Note to future visitors: This question was based on faulty repro code. The ?.
operator does indeed short circuit. You can close this browser tab now.
There are many sources on the web that claim that the null conditional operator (?.
) short circuits (e.g. http://www.informit.com/articles/article.aspx?p=2421572, search for "circuit"). I cannot detect any such thing:
static void Main()
{
var c = new C();
Console.WriteLine(c?.Inner?.Inner); //does not rely on short circuiting, works
Console.WriteLine(c?.Inner.Inner); //throws NullReferenceException
}
class C
{
public C Inner;
}
Here, the first line works because of the second ?.
. The second ?.
saw null as its first operand and therefore returned null as well. This is not short circuiting.

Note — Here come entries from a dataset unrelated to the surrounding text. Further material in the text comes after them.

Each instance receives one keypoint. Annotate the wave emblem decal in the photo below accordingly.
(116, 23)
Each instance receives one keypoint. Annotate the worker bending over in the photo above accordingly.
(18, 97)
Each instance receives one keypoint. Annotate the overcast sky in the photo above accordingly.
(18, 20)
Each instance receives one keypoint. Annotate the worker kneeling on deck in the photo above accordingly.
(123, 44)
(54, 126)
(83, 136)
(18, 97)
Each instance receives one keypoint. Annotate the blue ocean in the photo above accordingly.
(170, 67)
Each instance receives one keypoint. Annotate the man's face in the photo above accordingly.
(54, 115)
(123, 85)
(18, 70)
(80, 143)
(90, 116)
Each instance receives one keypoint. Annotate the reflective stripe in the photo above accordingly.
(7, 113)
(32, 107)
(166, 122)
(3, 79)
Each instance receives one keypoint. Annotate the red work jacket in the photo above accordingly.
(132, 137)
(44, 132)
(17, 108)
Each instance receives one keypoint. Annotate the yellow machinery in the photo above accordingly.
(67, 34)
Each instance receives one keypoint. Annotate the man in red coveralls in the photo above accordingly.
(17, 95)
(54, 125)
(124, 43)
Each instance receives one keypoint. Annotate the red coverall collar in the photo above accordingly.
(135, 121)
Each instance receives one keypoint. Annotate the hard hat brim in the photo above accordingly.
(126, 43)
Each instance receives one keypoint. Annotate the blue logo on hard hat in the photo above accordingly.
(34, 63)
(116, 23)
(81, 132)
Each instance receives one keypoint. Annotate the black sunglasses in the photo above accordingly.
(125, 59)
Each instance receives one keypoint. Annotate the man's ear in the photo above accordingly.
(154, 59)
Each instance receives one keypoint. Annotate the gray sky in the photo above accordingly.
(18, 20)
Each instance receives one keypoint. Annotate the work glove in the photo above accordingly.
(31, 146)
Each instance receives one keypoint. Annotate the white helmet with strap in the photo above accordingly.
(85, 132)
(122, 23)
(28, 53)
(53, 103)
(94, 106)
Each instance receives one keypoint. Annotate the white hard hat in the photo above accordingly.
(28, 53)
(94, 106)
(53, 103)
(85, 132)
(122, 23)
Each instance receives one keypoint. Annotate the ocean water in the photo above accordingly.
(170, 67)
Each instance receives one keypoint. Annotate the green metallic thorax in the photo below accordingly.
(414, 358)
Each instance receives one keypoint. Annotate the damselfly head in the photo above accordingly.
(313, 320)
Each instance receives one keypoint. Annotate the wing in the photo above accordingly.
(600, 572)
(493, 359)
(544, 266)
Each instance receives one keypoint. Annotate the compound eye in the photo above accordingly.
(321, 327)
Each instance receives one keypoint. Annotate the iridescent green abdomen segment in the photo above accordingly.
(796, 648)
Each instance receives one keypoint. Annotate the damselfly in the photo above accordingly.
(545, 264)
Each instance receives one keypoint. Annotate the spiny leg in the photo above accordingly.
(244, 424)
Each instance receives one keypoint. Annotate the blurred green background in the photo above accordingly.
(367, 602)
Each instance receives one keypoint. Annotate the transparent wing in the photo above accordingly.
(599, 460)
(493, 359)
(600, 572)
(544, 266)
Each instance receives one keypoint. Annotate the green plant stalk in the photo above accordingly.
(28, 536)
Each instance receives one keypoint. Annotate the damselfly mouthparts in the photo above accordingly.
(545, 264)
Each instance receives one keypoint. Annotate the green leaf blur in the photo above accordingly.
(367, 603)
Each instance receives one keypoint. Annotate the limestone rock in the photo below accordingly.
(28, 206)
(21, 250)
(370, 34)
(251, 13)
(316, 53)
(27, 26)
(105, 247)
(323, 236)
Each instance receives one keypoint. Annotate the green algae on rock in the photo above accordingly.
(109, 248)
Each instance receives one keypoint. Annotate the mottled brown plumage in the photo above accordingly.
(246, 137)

Apparently, the rest of the chain executes even if the null case was triggered. The chain is not aborted. To me, short circuiting means that the chain is aborted. MSDN claims this is the case but the code example does not demonstrate short circuiting:
//The last example demonstrates that the null-condition operators are short-circuiting
int? count = customers?[0]?.Orders?.Count();
// null if customers, the first customer, or Orders is null
Was this behavior ever changed during the C# 6 development cycle? That would explain the bad sources on the web. And why is there so much talk about short circuiting if it's not there? I might be misunderstanding something here.
This is not a duplicate because it's about whether the operator short circuits or not (answer: no, although the accepted answer does not say that). This candidate is about nullable booleans and otherwise unrelated.